Gerade feierte „Satyagraha“ von Philip Glass an der Komischen Oper in Berlin Premiere. Sind 3 ¼ Stunden Minimal Music über das Leben von Mahatma Gandhi nun ein musikalisches Schlafmittel oder eher ein Energy-Drink? Der niusic-Selbsttest.

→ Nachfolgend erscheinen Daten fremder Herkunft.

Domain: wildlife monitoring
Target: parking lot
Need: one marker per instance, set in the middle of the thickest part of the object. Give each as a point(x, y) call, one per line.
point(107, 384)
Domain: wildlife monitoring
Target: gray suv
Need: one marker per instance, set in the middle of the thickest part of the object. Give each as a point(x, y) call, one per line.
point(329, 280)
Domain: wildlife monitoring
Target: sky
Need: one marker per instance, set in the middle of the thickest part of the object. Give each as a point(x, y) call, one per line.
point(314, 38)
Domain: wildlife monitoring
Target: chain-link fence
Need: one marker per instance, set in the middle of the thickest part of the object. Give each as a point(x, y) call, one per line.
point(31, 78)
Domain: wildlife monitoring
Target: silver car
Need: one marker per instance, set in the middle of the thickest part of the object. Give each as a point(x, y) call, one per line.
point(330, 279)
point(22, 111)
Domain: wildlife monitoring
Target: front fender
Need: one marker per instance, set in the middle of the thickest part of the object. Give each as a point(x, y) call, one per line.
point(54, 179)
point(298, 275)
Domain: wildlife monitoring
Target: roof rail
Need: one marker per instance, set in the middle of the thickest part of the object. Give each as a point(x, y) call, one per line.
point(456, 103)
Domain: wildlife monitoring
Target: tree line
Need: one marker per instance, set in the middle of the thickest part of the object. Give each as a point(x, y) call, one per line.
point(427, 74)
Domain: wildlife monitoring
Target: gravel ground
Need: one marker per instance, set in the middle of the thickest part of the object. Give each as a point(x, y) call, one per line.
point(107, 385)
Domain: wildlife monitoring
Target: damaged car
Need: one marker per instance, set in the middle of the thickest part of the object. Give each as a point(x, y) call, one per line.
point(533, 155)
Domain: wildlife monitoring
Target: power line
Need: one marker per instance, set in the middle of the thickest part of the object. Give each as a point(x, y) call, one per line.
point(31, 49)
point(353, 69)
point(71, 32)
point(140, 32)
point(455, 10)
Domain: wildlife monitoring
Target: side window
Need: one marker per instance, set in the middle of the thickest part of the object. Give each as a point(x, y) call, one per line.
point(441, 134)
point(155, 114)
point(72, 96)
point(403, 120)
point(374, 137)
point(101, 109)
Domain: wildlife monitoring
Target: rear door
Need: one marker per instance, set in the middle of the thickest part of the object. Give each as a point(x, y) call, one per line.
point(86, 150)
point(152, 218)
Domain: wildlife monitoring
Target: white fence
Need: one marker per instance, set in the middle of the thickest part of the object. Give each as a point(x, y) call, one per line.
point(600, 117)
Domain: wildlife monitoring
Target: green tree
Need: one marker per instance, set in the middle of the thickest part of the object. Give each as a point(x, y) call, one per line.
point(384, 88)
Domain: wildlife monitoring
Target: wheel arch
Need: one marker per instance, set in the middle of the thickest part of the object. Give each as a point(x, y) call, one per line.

Wenn eine Oper von 1980 für fünf nahezu ausverkaufte Vorstellungen sorgt und beim Schlussapplaus zu Standing Ovations führt, dann scheint sie irgendetwas in den Menschen zu bewegen. An der Komischen Oper Berlin feierte gerade Philip Glass´ „Satyagraha“ Premiere – eine Oper über das Leben und Wirken von Mahatma Gandhi. Vielleicht ist es das Thema, vielleicht ist es der Name Philip Glass, der die Leute massenhaft ins Opernhaus lockt, schließlich ist der amerikanische Komponist als Vertreter der so genannten „Minimal Music“ auch eine Berühmtheit im Bereich der Filmmusik, hat u.a. suggestive Scores zu „The Hours“ und „Kundun“ geschrieben. Außerdem aber – und das wissen die wenigsten – auch 25 Opern!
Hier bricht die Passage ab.